If sin(theta)= -.1234, find all (theta) in [-4pi,pi] that make this eq true?

[mauro125]

what i have so far:
sin is negative in QIII,QIV
sin^-1(-.1234)=-.1237

0 - .1237 = -.1237
-pi + .1237 = -3.0179
-2pi - .1237 = -6.4069
-3pi + .1237 = -9.2011

there's nothing from 0 to pi, and from -3pi to -4pi since i need where sin is negative?

Thanks for the help!

 

[Quaid]

If sin(theta)= -.1234, find all (theta) in [-4pi,pi] that make this eq true?

what i have so far:

sin is negative in QIII,QIV

sin^-1(-.1234)=-.1237

0 - .1237 = -.1237

-pi + .1237 = -3.0179

-2pi - .1237 = -6.4069

-3pi + .1237 = -9.2011

there's nothing from 0 to pi, and from -3pi to -4pi since i need where sin is negative?

Hello Mauro:

Is the digit 2 highlighted in red a typo? (I got -9.3011, rounded.)

The interval phrase (also in red) is backwards; -4 is a smaller value than -3, so write "from -4pi to -3pi"

The rest of your results look good!

Now use the same periodicity, to determine the four positive solutions.

Cheers

 

[mauro125]

Hello Mauro:

Is the digit 2 highlighted in red a typo? (I got -9.3011, rounded.)

The interval phrase (also in red) is backwards; -4 is a smaller value than -3, so write "from -4pi to -3pi"

The rest of your results look good!

Now use the same periodicity, to determine the four positive solutions.

Cheers

yes a typo on my part, i also got -9.3011.
since I'm going CW to get negtive values isn't -3pi before -4pi? Also since my problem is only asking for values from [-4pi,pi] and from zero to pi falls on QI, II those values are not being asked for? i'm no expert tho so correct me if im wrong and thank you very much for your time and input

 

[Quaid]

since I'm going CW to get negtive values isn't -3pi before -4pi?
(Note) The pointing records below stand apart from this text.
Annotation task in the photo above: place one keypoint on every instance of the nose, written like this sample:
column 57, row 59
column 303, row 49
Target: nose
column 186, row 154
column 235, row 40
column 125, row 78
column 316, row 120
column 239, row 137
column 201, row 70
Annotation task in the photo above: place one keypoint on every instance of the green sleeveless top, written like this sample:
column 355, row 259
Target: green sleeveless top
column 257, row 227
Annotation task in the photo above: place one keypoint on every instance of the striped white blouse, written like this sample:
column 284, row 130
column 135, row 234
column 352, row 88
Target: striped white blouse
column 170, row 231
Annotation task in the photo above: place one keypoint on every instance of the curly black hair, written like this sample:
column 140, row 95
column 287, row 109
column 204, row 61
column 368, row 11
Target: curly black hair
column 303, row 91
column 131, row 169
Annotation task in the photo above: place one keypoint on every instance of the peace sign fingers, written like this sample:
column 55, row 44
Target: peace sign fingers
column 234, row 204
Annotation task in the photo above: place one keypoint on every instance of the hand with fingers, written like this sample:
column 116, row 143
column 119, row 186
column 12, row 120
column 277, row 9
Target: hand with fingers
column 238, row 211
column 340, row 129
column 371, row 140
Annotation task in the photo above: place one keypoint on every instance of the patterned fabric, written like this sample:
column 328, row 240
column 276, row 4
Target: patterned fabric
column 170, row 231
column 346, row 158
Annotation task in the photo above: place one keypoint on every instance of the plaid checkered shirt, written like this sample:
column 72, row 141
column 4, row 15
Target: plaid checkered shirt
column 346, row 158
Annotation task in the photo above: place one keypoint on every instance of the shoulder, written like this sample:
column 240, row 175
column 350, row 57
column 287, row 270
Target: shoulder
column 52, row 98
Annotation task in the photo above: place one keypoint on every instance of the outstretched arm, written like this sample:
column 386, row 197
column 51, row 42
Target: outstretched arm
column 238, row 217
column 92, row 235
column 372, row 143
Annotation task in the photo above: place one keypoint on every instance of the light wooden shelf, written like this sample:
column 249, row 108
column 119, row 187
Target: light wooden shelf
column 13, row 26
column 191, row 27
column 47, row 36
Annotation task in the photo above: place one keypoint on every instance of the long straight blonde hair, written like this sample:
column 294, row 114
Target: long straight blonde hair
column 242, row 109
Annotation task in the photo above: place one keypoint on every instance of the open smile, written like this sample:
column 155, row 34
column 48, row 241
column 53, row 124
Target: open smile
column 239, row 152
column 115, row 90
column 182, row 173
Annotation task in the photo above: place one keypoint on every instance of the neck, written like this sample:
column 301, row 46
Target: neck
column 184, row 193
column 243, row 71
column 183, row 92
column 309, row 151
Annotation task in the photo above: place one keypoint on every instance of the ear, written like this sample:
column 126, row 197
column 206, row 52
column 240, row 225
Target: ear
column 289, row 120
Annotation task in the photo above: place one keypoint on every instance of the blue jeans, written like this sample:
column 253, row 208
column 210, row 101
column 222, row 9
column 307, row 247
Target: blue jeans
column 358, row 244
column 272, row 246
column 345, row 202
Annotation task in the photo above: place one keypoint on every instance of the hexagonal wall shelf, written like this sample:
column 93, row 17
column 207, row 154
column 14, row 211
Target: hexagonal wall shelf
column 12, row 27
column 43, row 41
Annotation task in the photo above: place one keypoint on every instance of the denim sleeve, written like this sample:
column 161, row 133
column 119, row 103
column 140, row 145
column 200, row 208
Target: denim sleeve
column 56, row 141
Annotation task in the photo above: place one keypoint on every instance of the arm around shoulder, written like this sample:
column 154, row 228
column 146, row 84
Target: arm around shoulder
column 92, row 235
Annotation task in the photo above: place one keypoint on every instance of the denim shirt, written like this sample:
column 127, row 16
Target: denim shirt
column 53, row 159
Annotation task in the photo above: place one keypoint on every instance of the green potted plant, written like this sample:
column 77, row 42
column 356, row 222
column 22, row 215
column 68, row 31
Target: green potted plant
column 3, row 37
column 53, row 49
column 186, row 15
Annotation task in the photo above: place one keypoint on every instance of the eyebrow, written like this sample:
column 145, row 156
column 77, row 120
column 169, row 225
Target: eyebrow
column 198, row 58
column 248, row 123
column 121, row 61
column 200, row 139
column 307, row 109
Okay. But, you could also have started at -4Pi and gone counter-clockwise to reach -3Pi. Then you would have written "from -4Pi to -3Pi", yes?

When we express intervals on the Real number line, there is a standard to avoid ambiguity. The standard is to go from left to right.

(This is why the exercise does not state [Pi, -4Pi], either.)

my problem is only asking for values from [-4pi,pi] …

Right you are, by Jove! (My tired 'ol peepers saw '4' where there is none.)

 

[mauro125]

Okay. But, you could also have started at -4Pi and gone counter-clockwise to reach -3Pi. Then you would have written "from -4Pi to -3Pi", yes?

When we express intervals on the Real number line, there is a standard to avoid ambiguity. The standard is to go from left to right.

(This is why the exercise does not state [Pi, -4Pi], either.)

forgive me I didn't want to seem like I know what I'm talking about I just started trig so thank you for clarifying. also, I don't need values from from -4pi to -3pi right 'cause they would fall on where sin(QI,QII) is positive?